Entendem os recorrentes que esses actos padecem de vícios que justificam o seu pedido de anulação.
Assim, em sua tese, a deliberação camarária enferma:
- de vício de violação de lei, por ofensa ao disposto no artigo 11º do Decreto-Lei nº 46/80/M, de 27 de Dezembro, quanto ao indeferimento do pedido de transmissão do direito ao arrendamento;
- de vício de violação de lei, por ofensa ao disposto nos artigos 1º, nº 2 e 2º da Lei nº 4/83/M, de 11 de Julho, e 16º, nº 5, do Decreto-Lei nº 56/83/M, de 30 de Dezembro, quanto à decisão de anulação do processo de alienação da fracção autónoma, e 8º, nº 1, do Regulamento da Distribuição, Conservação e Fixação de Rendas de Casas do Leal Senado (aprovado em sessão de 20 de Fevereiro de 1987);
- de vício de violação de lei, por ofensa do disposto no artigo 23º do Decreto-Lei nº 23/85/M, de 23 de Março, porquanto sendo um acto constitutivo de direitos a decisão da Câmara alienatória da fracção, só podia ser anulada, modificada, suspensa ou revogada com base ou fundamento em ilegalidade e dentro do prazo de interposição de recurso contencioso, não sendo esse o caso, pois não havia ilegalidades no processo de alienação do fogo.
Por sua vez, a deliberação da Assembleia Municipal não só está ferida de vícios de violação de lei em termos idênticos aos da Câmara, como implica desvio de poder: 'A deliberação em causa no fundo, sem nada acrescentar ou tirar ao conteúdo de deliberação camarária, manda executar esta última, ou seja, manda anular a venda, ultrapassando, assim, o fim visado pela lei que não lhe confere tal poder'. Isto é, verificados os requisitos da venda do imóvel a favor do falecido, a Assembleia deveria ter aprovado a venda
- e esse seria o fim do poder discricionário a si atribuído - mas em caso algum a podia ter anulado.

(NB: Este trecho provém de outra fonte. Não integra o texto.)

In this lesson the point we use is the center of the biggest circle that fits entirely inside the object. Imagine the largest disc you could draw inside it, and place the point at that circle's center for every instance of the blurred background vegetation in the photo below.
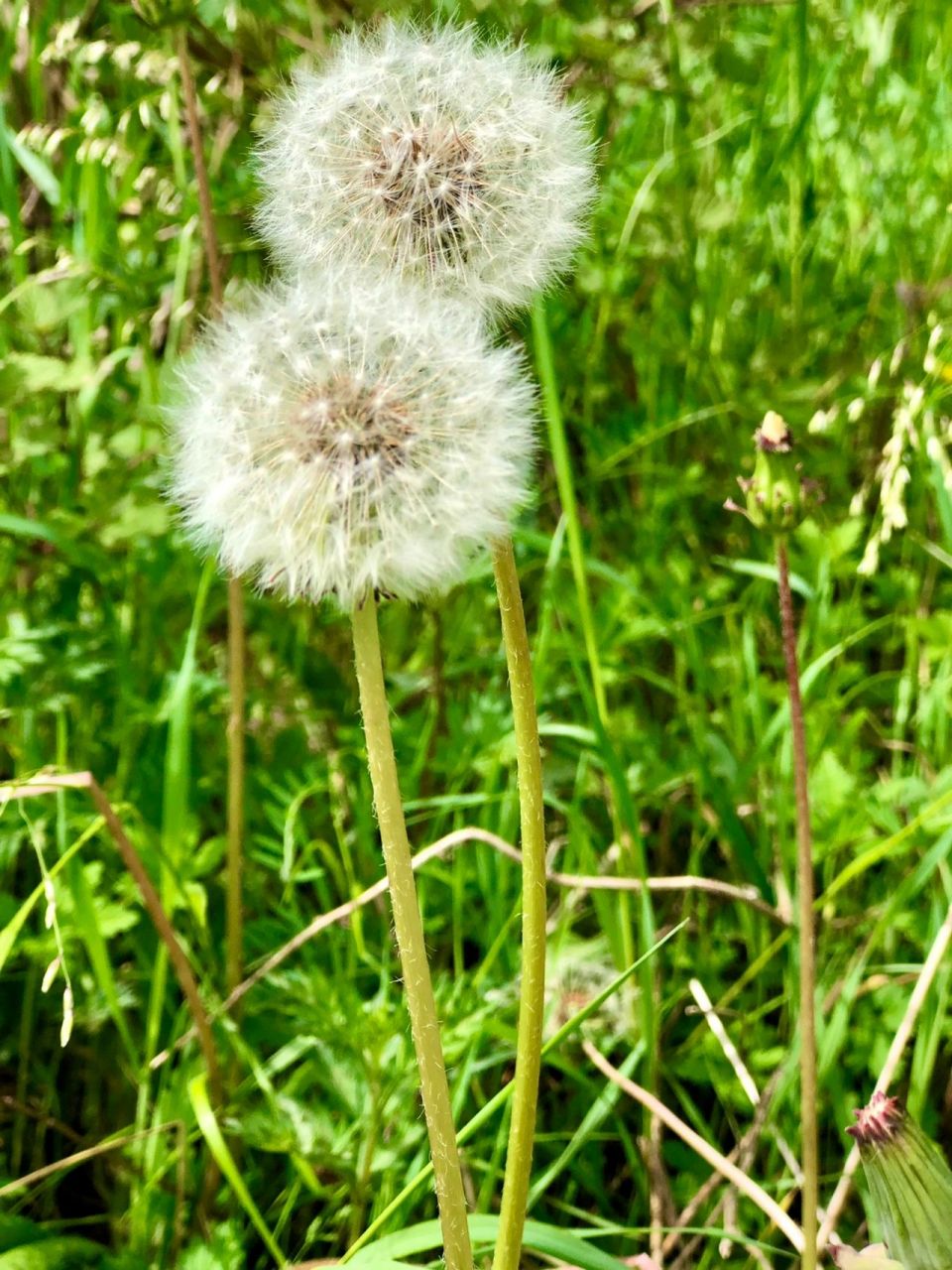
(774, 231)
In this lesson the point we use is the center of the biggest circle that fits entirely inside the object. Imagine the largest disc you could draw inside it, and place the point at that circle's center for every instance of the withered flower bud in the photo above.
(910, 1185)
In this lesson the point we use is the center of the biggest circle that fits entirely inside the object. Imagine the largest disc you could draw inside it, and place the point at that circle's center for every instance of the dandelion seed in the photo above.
(50, 896)
(433, 155)
(855, 411)
(350, 435)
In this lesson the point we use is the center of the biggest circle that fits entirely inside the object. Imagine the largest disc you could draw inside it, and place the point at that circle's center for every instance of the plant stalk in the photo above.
(417, 987)
(235, 731)
(529, 1046)
(805, 897)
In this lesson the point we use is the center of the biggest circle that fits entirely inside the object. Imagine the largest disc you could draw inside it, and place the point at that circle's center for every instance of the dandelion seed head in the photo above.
(350, 434)
(430, 154)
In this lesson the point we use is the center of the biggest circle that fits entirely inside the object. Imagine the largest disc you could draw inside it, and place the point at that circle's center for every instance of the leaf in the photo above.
(539, 1237)
(60, 1254)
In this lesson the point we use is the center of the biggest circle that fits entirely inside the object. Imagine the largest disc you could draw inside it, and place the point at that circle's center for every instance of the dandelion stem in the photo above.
(411, 939)
(234, 912)
(805, 888)
(529, 1047)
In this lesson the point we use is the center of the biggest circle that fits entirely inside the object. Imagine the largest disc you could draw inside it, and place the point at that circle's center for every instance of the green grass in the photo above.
(774, 217)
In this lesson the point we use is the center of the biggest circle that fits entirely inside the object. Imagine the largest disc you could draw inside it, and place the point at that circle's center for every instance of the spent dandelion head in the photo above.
(910, 1185)
(349, 435)
(433, 155)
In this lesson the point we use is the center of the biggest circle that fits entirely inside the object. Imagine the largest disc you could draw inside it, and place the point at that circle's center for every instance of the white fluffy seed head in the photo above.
(350, 435)
(430, 154)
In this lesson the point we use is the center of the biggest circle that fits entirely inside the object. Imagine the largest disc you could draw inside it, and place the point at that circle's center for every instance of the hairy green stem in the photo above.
(529, 1047)
(805, 903)
(411, 940)
(235, 735)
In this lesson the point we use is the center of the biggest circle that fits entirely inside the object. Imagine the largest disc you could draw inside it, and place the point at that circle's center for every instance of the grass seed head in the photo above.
(433, 155)
(350, 435)
(910, 1185)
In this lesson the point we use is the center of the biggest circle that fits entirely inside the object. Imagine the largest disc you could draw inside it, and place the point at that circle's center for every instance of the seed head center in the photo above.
(353, 427)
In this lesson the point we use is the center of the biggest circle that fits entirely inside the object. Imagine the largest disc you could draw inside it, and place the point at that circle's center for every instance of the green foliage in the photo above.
(772, 232)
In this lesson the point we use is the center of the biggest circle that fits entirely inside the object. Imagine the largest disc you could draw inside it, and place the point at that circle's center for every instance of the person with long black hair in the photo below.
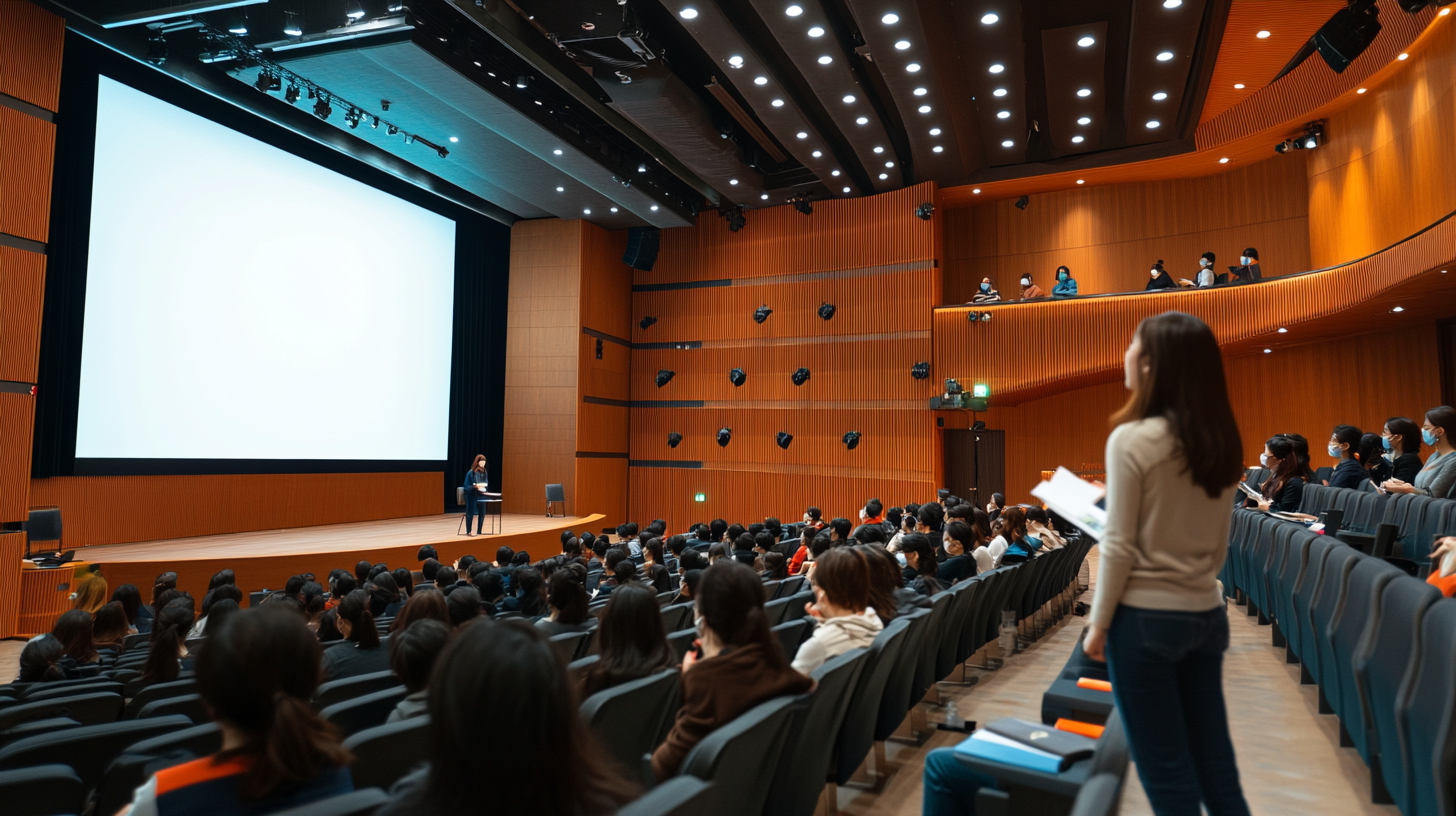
(1158, 615)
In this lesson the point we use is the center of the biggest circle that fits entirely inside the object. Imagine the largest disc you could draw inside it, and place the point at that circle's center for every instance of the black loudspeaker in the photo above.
(641, 248)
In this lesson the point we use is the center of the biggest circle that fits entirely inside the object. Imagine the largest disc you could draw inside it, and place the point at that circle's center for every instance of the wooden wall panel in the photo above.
(120, 509)
(22, 295)
(540, 365)
(1110, 236)
(1389, 163)
(31, 44)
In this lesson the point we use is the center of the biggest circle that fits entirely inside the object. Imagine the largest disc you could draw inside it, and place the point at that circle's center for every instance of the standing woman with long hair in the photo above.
(476, 483)
(1158, 615)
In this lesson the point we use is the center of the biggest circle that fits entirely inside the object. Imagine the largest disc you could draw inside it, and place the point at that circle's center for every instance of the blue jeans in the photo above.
(1166, 671)
(950, 786)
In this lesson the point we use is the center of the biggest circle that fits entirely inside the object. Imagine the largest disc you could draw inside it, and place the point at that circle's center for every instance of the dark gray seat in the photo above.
(41, 790)
(741, 756)
(364, 711)
(800, 777)
(383, 754)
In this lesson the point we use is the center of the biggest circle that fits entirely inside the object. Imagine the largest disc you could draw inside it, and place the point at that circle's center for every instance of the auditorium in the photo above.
(728, 407)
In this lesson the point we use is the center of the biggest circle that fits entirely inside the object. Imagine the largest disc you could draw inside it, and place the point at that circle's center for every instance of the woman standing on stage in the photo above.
(476, 483)
(1158, 615)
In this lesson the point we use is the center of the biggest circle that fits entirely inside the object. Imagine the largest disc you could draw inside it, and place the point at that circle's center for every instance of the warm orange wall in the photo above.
(1388, 166)
(1111, 235)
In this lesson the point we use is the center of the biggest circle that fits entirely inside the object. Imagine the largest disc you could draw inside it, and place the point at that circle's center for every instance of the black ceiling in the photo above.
(645, 111)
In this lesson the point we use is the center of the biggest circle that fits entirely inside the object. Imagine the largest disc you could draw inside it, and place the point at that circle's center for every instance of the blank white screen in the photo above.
(246, 303)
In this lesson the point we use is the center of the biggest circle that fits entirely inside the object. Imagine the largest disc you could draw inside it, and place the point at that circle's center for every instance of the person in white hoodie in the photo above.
(840, 609)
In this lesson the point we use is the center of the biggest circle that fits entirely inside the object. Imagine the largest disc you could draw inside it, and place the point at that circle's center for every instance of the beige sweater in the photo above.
(1165, 538)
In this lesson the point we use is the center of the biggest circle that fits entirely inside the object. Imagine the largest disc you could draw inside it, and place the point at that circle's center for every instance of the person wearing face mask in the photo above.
(1439, 475)
(986, 293)
(1344, 445)
(1248, 268)
(1028, 289)
(1159, 279)
(1066, 284)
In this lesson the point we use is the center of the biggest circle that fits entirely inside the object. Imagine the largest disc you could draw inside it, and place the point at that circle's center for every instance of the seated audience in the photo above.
(360, 653)
(1066, 284)
(505, 679)
(1437, 477)
(412, 656)
(256, 678)
(741, 663)
(840, 609)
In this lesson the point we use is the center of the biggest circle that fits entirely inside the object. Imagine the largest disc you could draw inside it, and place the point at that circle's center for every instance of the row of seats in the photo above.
(1379, 643)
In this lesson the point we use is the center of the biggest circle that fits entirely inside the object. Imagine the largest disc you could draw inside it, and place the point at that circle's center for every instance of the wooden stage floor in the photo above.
(267, 558)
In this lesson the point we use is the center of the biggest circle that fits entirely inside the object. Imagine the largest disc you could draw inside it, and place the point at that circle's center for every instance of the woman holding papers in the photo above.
(1158, 617)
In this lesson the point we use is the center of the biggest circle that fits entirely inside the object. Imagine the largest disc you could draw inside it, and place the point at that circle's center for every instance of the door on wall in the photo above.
(976, 464)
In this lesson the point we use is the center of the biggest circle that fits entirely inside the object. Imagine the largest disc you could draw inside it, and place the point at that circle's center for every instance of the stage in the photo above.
(265, 560)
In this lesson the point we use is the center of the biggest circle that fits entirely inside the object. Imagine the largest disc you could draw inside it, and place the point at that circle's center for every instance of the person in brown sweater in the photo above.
(740, 665)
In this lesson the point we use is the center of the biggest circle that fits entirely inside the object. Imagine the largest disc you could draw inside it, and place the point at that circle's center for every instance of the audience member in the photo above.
(256, 678)
(412, 656)
(740, 665)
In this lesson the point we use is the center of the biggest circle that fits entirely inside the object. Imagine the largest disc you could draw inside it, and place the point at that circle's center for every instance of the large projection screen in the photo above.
(243, 303)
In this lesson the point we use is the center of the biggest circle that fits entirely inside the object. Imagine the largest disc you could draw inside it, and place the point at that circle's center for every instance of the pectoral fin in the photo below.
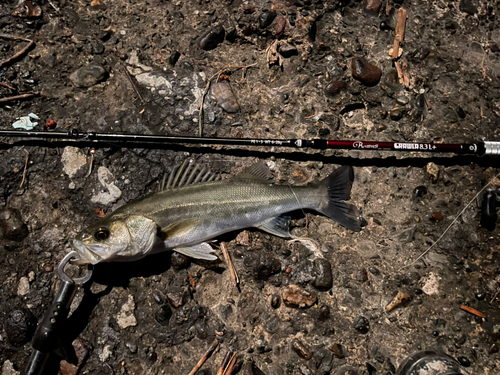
(279, 226)
(200, 251)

2.- O Tribunal Administrativo de Macau, por sentença de
9 de Junho de 1994, negou provimento ao recurso.
Os interessados recorreram, então, para o Tribunal Superior de Justiça de Macau, nos termos e ao abrigo do artigo 14º, nº 3, alínea m), da Lei de Bases da Organização Judiciária de Macau, o qual, por acórdão de 8 de Março de 1995, negou provimento ao recurso.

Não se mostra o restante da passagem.